Het Agentschap behandelde in 2012 ongeveer 270 transacties, waaronder contracten, wijzigingen en kennisgevingen betreffende de startactiviteiten

Interdepartementaal overleg (ISC). Commissiebesluiten voorbereid

Het Agentschap bereidde het Commissiebesluit voor inzake een procedure op basis van artikel 65 in verband met artikel 60 van het Euratom-Verdrag;

Het Agentschap leverde input voor de procedure inzake zijn begroting 2013.

Door het Agentschap behandelde overlegprocedures: 46, waarvan 11 werden gestart door directoraat-generaal Energie van de Commissie.

Verslagen

In 2012 produceerde het Agentschap:

zijn jaarverslag over 2011;

drie kwartaalverslagen over de uraniummarkt;

zes tweemaandelijkse overzichten nucleair nieuws;

45 wekelijkse berichten met nucleair nieuws voor lezers binnen de Europese Commissie.

Deelname aan activiteiten van het raadgevend comité van het Voorzieningsagentschap van Euratom

Het raadgevend comité van het Agentschap vergaderde naar behoren tweemaal met de steun en deelname van het Agentschap op 10 mei 2012 en 8 november 2012.

Het Agentschap faciliteerde de activiteiten van twee werkgroepen van zijn raadgevend comité.

IT-ondersteuning voor activiteiten

Verdere ontwikkeling / onderhoud van de databank PLUTO voor contractenbeheer.

Invoering van het CIRCABC-communicatie-instrument via internet ter ondersteuning van de werkgroepen van het raadgevend comité.

Actualisering van de website van het Agentschap.

Betrekkingen met andere Europese instellingen en internationale samenwerking

Het Voorzieningsagentschap van Euratom werkt onder toezicht van de Commissie, die richtlijnen uitvaardigt aan het Agentschap, een vetorecht kan uitoefenen op zijn beslissingen en zijn directeur-generaal benoemt (artikel 53 van het Euratom-Verdrag).

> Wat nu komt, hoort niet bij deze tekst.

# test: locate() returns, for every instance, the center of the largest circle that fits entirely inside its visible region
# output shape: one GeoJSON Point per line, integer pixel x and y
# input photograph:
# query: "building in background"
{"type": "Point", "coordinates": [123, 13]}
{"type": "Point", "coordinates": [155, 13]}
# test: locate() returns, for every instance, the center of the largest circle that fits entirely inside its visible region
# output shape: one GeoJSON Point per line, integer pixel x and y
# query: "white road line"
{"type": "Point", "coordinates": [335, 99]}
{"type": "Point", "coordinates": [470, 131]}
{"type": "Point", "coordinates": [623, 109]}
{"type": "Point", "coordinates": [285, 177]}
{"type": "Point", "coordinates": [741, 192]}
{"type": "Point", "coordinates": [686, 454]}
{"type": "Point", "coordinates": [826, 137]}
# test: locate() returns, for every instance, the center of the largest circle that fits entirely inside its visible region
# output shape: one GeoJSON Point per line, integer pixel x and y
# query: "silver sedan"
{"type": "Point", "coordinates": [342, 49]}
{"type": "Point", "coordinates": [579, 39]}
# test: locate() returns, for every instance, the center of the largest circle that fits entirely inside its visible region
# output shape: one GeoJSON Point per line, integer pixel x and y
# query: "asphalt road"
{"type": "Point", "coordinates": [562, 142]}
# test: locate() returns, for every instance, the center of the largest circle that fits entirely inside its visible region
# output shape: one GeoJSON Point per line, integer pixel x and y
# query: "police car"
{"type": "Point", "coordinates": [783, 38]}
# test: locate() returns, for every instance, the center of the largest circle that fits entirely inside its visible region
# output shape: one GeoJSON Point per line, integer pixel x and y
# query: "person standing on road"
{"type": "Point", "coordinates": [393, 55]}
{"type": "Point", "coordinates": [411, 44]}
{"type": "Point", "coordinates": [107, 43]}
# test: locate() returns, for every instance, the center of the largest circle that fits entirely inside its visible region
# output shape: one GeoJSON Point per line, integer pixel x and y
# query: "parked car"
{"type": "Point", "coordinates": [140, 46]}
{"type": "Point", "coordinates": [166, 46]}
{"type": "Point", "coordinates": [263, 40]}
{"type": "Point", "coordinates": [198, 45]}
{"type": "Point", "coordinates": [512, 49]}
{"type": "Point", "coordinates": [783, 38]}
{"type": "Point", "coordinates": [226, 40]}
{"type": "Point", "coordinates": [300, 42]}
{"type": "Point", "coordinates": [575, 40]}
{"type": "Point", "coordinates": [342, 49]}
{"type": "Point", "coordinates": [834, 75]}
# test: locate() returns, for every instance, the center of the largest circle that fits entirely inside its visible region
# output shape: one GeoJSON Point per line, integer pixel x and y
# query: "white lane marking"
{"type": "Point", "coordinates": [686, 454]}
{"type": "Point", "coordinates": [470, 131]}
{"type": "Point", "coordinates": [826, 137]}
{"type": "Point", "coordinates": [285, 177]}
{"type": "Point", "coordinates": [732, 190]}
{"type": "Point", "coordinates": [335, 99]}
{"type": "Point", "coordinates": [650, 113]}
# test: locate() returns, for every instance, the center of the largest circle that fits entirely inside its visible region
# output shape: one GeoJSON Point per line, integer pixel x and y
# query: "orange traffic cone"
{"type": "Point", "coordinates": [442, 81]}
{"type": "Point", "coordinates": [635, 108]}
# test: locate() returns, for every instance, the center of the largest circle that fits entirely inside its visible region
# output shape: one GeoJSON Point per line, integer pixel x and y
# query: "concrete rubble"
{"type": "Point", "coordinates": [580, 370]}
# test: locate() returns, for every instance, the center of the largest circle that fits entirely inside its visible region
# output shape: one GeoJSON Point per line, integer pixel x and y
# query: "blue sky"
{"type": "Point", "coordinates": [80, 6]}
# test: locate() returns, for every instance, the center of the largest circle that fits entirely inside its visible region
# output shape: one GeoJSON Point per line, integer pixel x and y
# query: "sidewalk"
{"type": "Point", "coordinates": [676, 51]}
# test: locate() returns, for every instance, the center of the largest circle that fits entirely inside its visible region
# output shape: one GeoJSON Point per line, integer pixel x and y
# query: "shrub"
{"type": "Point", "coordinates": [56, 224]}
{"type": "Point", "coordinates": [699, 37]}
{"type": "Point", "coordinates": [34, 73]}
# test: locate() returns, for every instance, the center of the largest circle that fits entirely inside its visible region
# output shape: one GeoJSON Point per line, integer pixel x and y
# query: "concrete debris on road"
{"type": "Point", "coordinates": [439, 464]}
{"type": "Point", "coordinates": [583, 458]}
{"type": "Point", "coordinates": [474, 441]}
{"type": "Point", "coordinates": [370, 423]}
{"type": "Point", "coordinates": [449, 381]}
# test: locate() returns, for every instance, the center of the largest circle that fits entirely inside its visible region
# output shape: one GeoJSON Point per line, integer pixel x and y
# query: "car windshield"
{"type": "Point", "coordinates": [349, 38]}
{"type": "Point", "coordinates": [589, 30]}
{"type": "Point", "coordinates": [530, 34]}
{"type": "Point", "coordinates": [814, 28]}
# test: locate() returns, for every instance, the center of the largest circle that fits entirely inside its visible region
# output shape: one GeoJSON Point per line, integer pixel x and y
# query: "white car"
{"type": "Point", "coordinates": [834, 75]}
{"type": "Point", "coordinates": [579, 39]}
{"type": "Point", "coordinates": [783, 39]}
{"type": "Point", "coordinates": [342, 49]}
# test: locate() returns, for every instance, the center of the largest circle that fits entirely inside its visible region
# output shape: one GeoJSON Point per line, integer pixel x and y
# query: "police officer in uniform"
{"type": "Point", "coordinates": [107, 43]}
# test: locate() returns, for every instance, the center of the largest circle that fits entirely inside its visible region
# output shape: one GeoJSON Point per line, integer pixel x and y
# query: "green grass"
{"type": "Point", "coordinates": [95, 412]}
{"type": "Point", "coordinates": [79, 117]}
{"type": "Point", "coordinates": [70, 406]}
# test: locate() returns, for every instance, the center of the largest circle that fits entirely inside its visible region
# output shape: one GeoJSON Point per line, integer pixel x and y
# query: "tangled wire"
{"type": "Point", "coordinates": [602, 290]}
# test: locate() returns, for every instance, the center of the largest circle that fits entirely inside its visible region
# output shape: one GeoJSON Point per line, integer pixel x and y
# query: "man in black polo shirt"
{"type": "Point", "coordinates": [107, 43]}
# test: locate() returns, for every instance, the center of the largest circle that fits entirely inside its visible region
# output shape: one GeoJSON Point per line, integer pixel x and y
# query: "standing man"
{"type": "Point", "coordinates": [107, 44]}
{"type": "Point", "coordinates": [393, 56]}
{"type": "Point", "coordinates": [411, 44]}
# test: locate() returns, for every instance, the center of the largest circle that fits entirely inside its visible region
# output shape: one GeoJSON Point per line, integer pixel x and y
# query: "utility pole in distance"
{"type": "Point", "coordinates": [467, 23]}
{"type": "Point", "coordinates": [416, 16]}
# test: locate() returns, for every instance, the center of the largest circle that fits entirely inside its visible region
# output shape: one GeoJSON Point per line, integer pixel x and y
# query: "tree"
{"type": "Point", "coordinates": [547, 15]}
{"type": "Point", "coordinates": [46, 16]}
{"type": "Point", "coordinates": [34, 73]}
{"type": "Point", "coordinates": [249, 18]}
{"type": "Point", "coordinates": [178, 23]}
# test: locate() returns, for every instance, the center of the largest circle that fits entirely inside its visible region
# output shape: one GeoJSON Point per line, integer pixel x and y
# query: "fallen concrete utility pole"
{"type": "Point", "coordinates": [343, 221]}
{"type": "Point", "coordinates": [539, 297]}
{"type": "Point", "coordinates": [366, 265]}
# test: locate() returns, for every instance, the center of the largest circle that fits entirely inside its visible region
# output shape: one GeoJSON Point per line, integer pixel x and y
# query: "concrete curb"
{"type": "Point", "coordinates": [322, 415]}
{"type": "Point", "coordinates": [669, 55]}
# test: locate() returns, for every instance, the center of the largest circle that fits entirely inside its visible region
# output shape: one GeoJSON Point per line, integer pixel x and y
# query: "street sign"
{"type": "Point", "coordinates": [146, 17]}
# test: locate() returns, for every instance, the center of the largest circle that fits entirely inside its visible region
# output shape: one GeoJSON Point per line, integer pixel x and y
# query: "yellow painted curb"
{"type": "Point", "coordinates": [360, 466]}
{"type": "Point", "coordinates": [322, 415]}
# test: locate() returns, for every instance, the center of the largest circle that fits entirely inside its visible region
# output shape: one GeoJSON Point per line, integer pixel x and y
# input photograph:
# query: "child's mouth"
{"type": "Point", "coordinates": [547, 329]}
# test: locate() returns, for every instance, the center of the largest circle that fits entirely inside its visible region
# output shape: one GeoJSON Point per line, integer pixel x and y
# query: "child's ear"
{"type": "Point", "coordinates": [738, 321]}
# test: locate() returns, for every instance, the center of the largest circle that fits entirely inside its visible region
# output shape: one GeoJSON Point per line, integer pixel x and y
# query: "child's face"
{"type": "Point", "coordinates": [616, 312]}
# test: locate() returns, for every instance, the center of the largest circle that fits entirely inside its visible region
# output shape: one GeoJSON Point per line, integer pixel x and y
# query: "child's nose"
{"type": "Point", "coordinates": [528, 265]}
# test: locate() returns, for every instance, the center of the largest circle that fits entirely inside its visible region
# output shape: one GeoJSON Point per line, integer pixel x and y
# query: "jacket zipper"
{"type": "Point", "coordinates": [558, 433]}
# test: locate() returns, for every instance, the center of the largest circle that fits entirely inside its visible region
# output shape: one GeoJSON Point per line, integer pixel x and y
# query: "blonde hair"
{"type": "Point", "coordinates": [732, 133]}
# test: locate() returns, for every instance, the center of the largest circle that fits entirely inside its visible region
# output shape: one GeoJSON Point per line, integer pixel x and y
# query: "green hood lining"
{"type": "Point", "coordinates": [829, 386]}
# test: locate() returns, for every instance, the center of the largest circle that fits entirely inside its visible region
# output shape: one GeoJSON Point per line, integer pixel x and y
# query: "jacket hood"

Jaarlijks moet het Agentschap aan het Europees Parlement, de Raad en de Commissie verslag uitbrengen over de activiteiten van het voorgaande jaar, met inbegrip van het werkprogramma van het komende jaar.

Internationale samenwerking met het IAEA (Internationaal Agentschap voor Atoomenergie) en het Agentschap voor kernenergie (NEA) van de OESO. In dat verband neemt het Voorzieningsagentschap van Euratom deel aan:

de gezamenlijke NEA/IAEA Uraniumgroep;

de NEA-groep op hoog niveau voor de voorzieningszekerheid van medische radio-isotopen.

Bron: Door het Agentschap verstrekte gegevens.


ANTWOORD VAN HET AGENTSCHAP

11.

Het agentschap is het eens met de Rekenkamer dat het bedrag van de subsidie slechts een klein deel van zijn administratieve uitgaven dekt; het grootste deel moet nog steeds rechtstreeks door de Commissie worden gefinancierd.

Het Agentschap ziet geen contradictie tussen de bepalingen van artikel 4, lid 1 en artikel 6, lid 1, van zijn statuten.